How many ways can you form committee with 4 men and 11 women, if there are to be at least 4 men and twice as many women as men?

Answer 1

There are only 4 men available and you need atleast 4 men so you need to take all men

Answer 2

Since women must be twice as many as men, you need to choose exactly 8 women

Answer 3

THe problem simplifies to finding number of ways of choosing 4 men and 8 women

Answer 4

\[\large \rm \binom{4}{4} \times \binom{11}{8}\]

Answer 5

Do you also have to add on the number of ways for having a committee with 8,9,10 and 11 women?

Answer 6

Depends on how you interpret the problem

Answer 7

Like you could have a committee of 4 men, 8 or 9 or 10 or 11 women, And another set of committees with 5 men and 10 or 11 women?

Answer 8

Does " twice as many women as men" imply "atleast twice" ?

Answer 9

Yes at least twice as many women as men.

Answer 10

Ohkay, then just add up other combinations too

Answer 11

5 men is impossible because there are only 4 men available

Answer 12

\[\rm \binom{4}{4} \times \left[\binom{11}{8}+ \binom{11}{9}+ \binom{11}{10}+ \binom{11}{11}\right]\]

something like this ?

Answer 13

Yeah but I think since the order doesn't matter wouldn't I just want to add the men to women?

Answer 14

Here multiplication is not about order, you need to have 4 men for sure in the committee.
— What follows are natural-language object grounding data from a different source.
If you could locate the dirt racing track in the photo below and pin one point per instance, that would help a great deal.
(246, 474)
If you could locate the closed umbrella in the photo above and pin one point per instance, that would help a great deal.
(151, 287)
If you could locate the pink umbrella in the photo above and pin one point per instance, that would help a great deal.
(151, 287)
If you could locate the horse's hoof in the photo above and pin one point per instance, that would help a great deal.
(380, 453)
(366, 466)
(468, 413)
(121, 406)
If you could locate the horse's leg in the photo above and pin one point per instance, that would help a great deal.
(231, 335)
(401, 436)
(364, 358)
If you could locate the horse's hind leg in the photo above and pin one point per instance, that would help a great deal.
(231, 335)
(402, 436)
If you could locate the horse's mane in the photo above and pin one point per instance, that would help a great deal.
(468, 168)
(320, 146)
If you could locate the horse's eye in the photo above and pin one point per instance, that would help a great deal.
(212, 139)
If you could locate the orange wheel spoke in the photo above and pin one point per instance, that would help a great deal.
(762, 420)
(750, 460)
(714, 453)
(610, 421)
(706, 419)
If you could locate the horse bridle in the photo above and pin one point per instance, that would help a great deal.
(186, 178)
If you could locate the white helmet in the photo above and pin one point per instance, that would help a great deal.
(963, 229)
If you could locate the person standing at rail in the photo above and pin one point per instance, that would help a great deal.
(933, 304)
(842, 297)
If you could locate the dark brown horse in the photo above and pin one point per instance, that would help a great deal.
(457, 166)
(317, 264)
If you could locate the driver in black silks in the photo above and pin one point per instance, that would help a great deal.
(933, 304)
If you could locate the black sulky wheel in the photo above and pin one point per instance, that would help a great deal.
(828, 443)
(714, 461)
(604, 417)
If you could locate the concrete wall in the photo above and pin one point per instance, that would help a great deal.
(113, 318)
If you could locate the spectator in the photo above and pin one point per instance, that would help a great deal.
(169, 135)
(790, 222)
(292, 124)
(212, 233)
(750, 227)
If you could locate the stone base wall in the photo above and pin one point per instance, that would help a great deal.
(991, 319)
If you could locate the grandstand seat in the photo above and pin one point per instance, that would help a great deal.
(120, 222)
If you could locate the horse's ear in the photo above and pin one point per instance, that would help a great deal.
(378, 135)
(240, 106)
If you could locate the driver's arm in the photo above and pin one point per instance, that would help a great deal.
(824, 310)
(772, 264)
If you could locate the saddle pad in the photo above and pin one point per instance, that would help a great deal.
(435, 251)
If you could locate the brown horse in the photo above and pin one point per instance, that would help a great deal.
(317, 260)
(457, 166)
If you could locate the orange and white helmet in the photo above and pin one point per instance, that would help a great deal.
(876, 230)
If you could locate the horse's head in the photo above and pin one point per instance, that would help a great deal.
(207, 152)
So you don't have any choice... Maybe assume that they are already there in the committee and select women

Answer 15

If you want to think of it in terms of order, try this : first find # of ways to choose four men. after that, for each of this choice, find the number of ways of choosing 8+ women

Answer 16

Ok. That makes sense. I understand how to do it for four men, with the different amounts of women, Would I then add on the # of ways to have 5 men with 10 and 11 women since that is the only other possible formation since there are 6 men to choose from?

Answer 17

have i misread the main question.... it says there are 4 men only hm

Answer 18

I made a mistake writing it. There are suppose to be 6 men, and 11 women. So with the constraint you should be able to have the choice of 5 men as well.

Answer 19

Sorry...

Answer 20

Got you :) yes you can do the same for (5men 10/11women)

Answer 21

6men is not possible right ?

Answer 22

Correct. Thank you so much Ganeshie!

Answer 23

\[\rm \binom{6}{4} \times \left[\binom{11}{8}+ \binom{11}{9}+ \binom{11}{10}+ \binom{11}{11}\right] \\~\\+ \\~\\\rm \binom{6}{5} \times \left[ \binom{11}{10}+ \binom{11}{11}\right]\]